Underneath it all, "To the Wonder" is a treatise on the transience of love and, God knows, a filmmaker like Malick is absolutely up to the task of making it work. Sadly, what's up there on the screen is just so opaque that one is forced to simply react to its surface. And the surface is fundamentally dull.

I suppose we're to take Ben Affleck as the film's protagonist, though an argument can be made that it is Olga Kurylenko, or, perhaps, that there is no protagonist. Either way, the film begins with Affleck and Kurylenko having a gay old time in France, twirling through the Tuileries Gardens or sloshing through the clay at Mont Saint-Michel. Kurylenko has a ten-year-old daughter and, with a snap, they both come to America with Affleck.

Affleck lives in a community of new, perennially empty homes chomping up and fencing in the wild grass splendor of the American plains. There are some older buildings in town, but by and large, this is a world of empty cream walls and static-charging carpeting.

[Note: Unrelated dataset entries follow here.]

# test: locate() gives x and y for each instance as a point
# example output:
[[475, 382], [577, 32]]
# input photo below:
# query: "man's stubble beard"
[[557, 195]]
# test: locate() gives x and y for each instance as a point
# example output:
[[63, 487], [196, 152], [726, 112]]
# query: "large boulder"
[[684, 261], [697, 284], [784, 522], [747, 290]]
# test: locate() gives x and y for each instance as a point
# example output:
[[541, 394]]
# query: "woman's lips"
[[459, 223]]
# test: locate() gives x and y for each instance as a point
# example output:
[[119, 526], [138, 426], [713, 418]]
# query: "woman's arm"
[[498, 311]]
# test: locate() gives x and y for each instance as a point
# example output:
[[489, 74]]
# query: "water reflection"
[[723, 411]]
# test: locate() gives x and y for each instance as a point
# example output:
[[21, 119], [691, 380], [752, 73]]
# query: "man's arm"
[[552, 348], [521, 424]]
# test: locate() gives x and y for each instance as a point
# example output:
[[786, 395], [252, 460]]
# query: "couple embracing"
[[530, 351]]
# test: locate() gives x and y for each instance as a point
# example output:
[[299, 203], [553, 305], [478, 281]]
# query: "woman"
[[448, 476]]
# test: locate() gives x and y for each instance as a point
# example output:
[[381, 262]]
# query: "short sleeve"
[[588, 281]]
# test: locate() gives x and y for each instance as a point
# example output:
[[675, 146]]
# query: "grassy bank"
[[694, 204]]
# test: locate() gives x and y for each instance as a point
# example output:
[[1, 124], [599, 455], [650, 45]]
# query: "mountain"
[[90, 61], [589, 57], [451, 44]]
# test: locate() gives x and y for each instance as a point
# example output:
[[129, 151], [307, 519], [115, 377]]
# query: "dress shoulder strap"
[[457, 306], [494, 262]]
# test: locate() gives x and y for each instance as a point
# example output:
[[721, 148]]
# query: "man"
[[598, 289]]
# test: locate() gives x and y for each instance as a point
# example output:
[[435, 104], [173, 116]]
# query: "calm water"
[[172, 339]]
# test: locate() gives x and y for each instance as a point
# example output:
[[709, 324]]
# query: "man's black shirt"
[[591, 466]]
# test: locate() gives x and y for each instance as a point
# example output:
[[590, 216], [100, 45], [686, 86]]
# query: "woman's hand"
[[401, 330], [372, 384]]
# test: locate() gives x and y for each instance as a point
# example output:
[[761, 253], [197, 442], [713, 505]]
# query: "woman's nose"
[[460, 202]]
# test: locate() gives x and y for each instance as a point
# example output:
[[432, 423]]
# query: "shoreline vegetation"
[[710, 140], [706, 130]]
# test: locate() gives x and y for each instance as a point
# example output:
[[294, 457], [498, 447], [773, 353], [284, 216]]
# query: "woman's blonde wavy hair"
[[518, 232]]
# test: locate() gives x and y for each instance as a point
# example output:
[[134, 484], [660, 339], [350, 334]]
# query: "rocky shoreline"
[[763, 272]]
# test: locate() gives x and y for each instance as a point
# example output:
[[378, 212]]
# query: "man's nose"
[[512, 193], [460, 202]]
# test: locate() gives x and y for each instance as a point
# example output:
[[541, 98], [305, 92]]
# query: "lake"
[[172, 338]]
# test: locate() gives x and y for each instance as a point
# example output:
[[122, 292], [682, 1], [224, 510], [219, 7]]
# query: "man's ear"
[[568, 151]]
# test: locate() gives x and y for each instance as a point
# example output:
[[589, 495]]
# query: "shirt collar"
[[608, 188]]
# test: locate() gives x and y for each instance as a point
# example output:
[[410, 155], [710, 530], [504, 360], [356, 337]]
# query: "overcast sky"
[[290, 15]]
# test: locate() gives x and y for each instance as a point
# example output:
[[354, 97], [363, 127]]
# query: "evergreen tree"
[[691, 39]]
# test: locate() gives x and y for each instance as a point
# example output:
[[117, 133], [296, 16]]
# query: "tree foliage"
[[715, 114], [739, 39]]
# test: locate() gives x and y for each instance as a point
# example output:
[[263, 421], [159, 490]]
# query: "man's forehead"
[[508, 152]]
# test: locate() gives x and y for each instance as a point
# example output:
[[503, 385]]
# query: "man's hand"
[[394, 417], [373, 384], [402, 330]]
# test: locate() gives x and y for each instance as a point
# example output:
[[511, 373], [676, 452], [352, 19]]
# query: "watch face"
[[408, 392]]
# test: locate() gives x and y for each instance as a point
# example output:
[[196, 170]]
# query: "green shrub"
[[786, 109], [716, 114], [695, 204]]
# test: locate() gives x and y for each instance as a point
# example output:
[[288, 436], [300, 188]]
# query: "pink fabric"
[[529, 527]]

We get it: it ain't Europe. Soon, the relationship fizzles, but don't look for anything explicit to tell you why. At first, Kurylenko is happily twirling on the lawn and making dinner, but then she's frowning and pouting. (She's still twirling. Lots of twirling in "To the Wonder." In fact, "To the Wonder" has more per capita twirling than any movie ever made.)

The mystery of love's shelf life is meant to be universal, but there are plenty of people who manage to be happy no matter where they are. It's not like Affleck is suddenly less affectionate as the film marches on. He's an emotionless loaf of bread from beginning to end. There's a middle section where Kurylenko goes back to France, and Rachel McAdams shows up to twirl for a while. It's nice, because while Kurylenko is beautiful, it's fun to see a blonde twirl, too.

Okay, I'm being glib, but you'll have to forgive me. You don't know what I've been through. I'd smack anyone in the face with my copy of Paul Schrader's "Transcendental Style in Film" if they talked this way about Malick's other films, but those movies have the goods. "To the Wonder" is distinctly lacking in oomph and, without an emotional connection, without anything interesting happening on the screen, the beauty can only take you so far before the endeavor falls like a house of cards.

I conclude with the unenviable task of giving "To the Wonder" a letter grade. I wish I could give it a "Q," because this movie exists far outside of the normal parameters of critique [ed. note: This review was written before Film.com switched to a numerical rating system]. It is so, so gorgeous, and there are instances that soar (and not solely Bardem's), but it doesn't add up. I'm certainly glad I saw the film, and I recommend it for fans or for anyone who'll get a buzz out of hearing a line like, "What is this love that loves us" spoken in French. If you aren't in that group, well, you have been warned.